Any diehard Boston Red Sox fan knows all too well the many humiliations that the team suffered for decades – at least until the franchise finally shook off the Curse of the Bambino by becoming World Series champions in 2004.
In the annals of Red Sox ignominy, perhaps no loss is more crushing than Game 6 of the 1986 World Series. Pitted against the New York Mets, the Red Sox went into the 10th inning of that game with a two-run lead. The mood was electric, with Boston poised for its first World Series win since 1918.
Then came the inevitable. The Mets scored a run on three consecutive hits, and a wild pitch by Boston reliever Bob Stanley brought in the tying run from third base. What followed still haunts the collective memory of Red Sox Nation. The Mets' Mookie Wilson hit a routine grounder to Boston first baseman Bill Buckner. The ball rolled between his legs and into the outfield, allowing New York to win 6-5. The Mets, naturally, prevailed in Game 7.
Celebrated author Don DeLillo taps the metaphorical implications of that ill-fated game in his script for the aptly titled Game 6. Michael Keaton portrays Nicky Rogan, a successful playwright whose new work is premiering on Broadway the evening of Oct. 25, 1986 -- the same time that the Red Sox square off against the Mets for Game 6 at Shea Stadium.
This marks a real dilemma for Nicky, a long-suffering Bosox fanatic who can recite with masochistic abandon his team's history of heartbreaking losses. "They pound in your head like the hammer of life," Nicky tells some Mets fans at a bar. "You can analyze a Red Sox game day and night for a month and still uncover really complex layers of feelings, feelings you didn't even think you were capable of having."
But the World Series might just be the least of Nicky's worries. His best friend and fellow playwright, Elliott (Griffin Dunne), is in the throes of a nervous breakdown brought on by a preternaturally vicious review from a preternaturally vicious theatre critic (Robert Downey Jr.) who is slated to attend Nicky's opening night. Then there is Nicky's leading man (Harris Yulin), who has a brain parasite causing him to forget his lines. And if that isn't enough, our protagonist learns from his daughter (Ari Graynor) that his wife (Catherine O'Hara) is conferring with a divorce lawyer prominent enough to own his own submarine.
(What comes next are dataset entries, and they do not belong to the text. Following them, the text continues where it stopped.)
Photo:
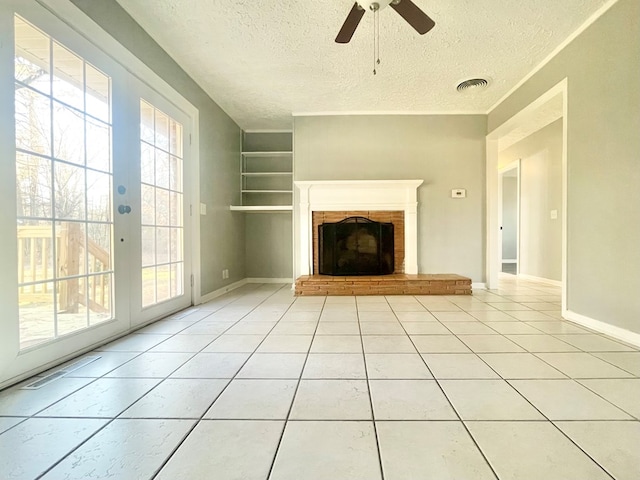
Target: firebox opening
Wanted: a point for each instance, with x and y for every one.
(356, 246)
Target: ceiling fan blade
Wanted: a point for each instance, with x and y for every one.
(413, 15)
(350, 24)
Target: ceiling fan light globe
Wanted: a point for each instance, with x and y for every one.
(374, 5)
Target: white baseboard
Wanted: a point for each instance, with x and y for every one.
(269, 280)
(547, 281)
(221, 291)
(622, 334)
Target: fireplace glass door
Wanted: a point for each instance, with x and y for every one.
(356, 246)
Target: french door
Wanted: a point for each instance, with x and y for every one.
(94, 183)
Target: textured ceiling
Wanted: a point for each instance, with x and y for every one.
(263, 61)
DeLillo's dialogue, while witty and finely honed, is steeped in a literary tradition that feels further confined by Michael Hoffman's stagy direction. For a movie ostensibly about baseball, Game 6 pitches an awful lot of talk our way -- and a good deal of it isn't convincing. As Nicky flits from episode to episode, the movie is too tidy and contrived for its own good. The viewer can almost see the puppet strings directing these characters around a Manhattan crowded with metaphors.
Still, if there is an actor who can sell such verbosity with ease, it is Michael Keaton, who turns in a superb performance as a man addicted to the romance of losing. He almost manages to turn Game 6 into a win -- almost.
The 1.85:1 widescreen is of solid, if unremarkable, quality. A few portions are a little grainy, while colors are a bit muted in some scenes. These minor flaws, however do not detract from the movie-watching experience.
Viewers can select between Dolby Digital 5.1 and Stereo 2.0. A talky movie, Game 6 requires only that DeLillo's smart and incisive dialogue be audible. For the most part, the sound is fine. The volume is inconsistent in a few spots. Subtitles are available in Spanish.
Director Hoffman offers a congenial and informative commentary. Considering that he is soloing it, the track is surprisingly expansive; he discusses everything from the project's origins to the rigors of a tight shooting schedule and shoestring budget. That said, there are a few unavoidable patches of dead air. Hoffman is a fine commentator, but it would have been helpful if there had been another participant with whom he could interact.
An informative 15-minute Making Game 6 featurette incorporates clips from the film and interviews with Hoffman, Dunne, Keaton, Graynor, co-producer Amy Robinson and others. While this mini-documentary certainly doesn't stray far from a typical promotional video, it is more illuminating than most and helps viewers appreciate the rigors of making a movie of this caliber for less than $500,000.
A curious extra is Game 6 Stories, scrolling text in which 10 hardcore Red Sox fans -- folks we've never heard of -- offer accounts of their suffering through that infamous '86 World Series game. All I can guess is that this must have looked like a great idea on paper.
The DVD includes a theatrical trailer.
Game 6 is a decent outing that warrants respect, but it falls short of true resonance. Despite a terrific pedigree, the film is too tightly contrived. Keaton's Nicky Rogan elicits our sympathy, but he's not terribly interesting -- nor do we ever get the impression that he really has much at stake, either with his play or the Series game.